Almost every police vehicle has some type of computer where a lot of information that used to be communicated over the radio is now exchanged, so a lot of it is already not being broadcast, Osterreicher said.

Osterreicher, who worked as a photojournalist for over 40 years, said he had at least five scanners in his car because he didn't want to miss anything.

In California, legislators attempted to enact a law requiring law enforcement agencies to find alternatives to full encryption of radio communications, but it failed to advance because of police opposition.

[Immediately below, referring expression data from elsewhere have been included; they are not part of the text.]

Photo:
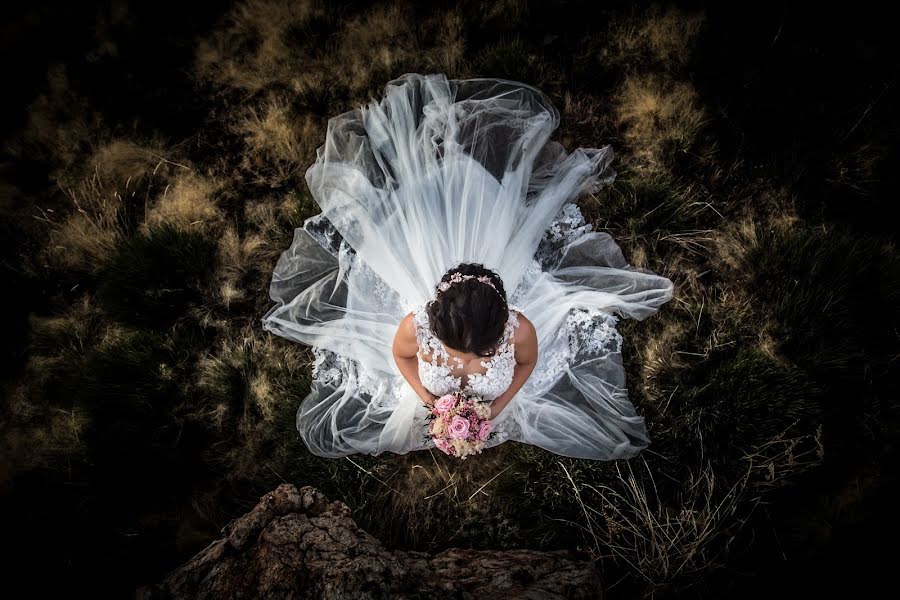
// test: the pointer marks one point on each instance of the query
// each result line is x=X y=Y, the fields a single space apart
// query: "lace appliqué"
x=588 y=334
x=439 y=379
x=567 y=226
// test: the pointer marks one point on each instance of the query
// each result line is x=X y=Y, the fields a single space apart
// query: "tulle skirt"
x=435 y=173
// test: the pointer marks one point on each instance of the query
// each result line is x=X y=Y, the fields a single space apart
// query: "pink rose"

"I think there's many departments that would rather not have any oversight. ... And that's unfortunate, very unfortunate," Osterreicher said. "It really goes back to transparency and accountability. If you don't know what's going on, that's not very transparent. And certainly, if you don't know what's going on, how are you going to even ask about accountability?"

ACLU raises questions

Ed Yonka, a spokesman for the ACLU of Illinois, said the organization has a lot of concerns over transparency when it comes to encryption.

"(Listening to scanners) is an important vehicle for accessing and understanding what the police are doing, what they have to deal with and where issues exist across our neighborhoods," Yonka said.

When it comes to the Chicago's argument that encryption is keeping information away from those who may be committing crimes, that is "at best speculative," Yonka said.

"This appears to be a step that is in search of a problem to address as opposed to something that's absolutely necessary, and of course, all of that comes at the cost of transparency and public accountability," Yonka said.

Spot News, an online scanner reporter who asked to only be referred to by his Twitter account's name to keep his anonymity, has a following of more than 100,000 users.

Hewakes up early in the morning, listens to at least eight scanners in his garage setup and doesn't stop tweeting what he hears until his eyes can no longer focus and he needs to sleep, he said. Even then, he brings a radio with him to bed.

But now he can't listen to the South Side police districts anymore, including his home district, and he's too far south to pick up North Side districts that have yet to be encrypted.

To adapt to the encryption, he said that when he learns of a call he's interested in, he sets a timer for 33 minutes after it occurred. Then he checks Broadcastify for the scanner traffic.

Since citizens of Chicago pay taxes that pay for the Police Department's radio communication, he said, they should have the right to know what the department is talking about.

"The mayor, the superintendent and the state's attorney will tell you that crime is down, and if you're not able to hear it, well, I guess it is down," he said.

Donovan Price, a street pastor with Solutions and Resources/Street Pastor Chicago, has been working on the streets since 2016 as a victims' advocate, giving families the knowledge of the process after a shooting and getting them the resources they need. He sets a goal of getting to the scene of a shooting 20 minutes after the call of shots fired was made.

"I'm a first responder," Price said. "I leave immediately, and the sooner I get there, the better position I have to help the people and to build a relationship with the people."

Now Price has three scanners that he listens to regularly, but the encryption has been affecting his work.

"The timing of me getting there is very important because the emotions of the situation and the whole crime scene commotion, I'm one of the people who calms it down," he said. "I'm one of the people who the police respect for helping them in that situation. … And now I'm not there on time. I don't have the information to help me stay safe and to help me serve the families."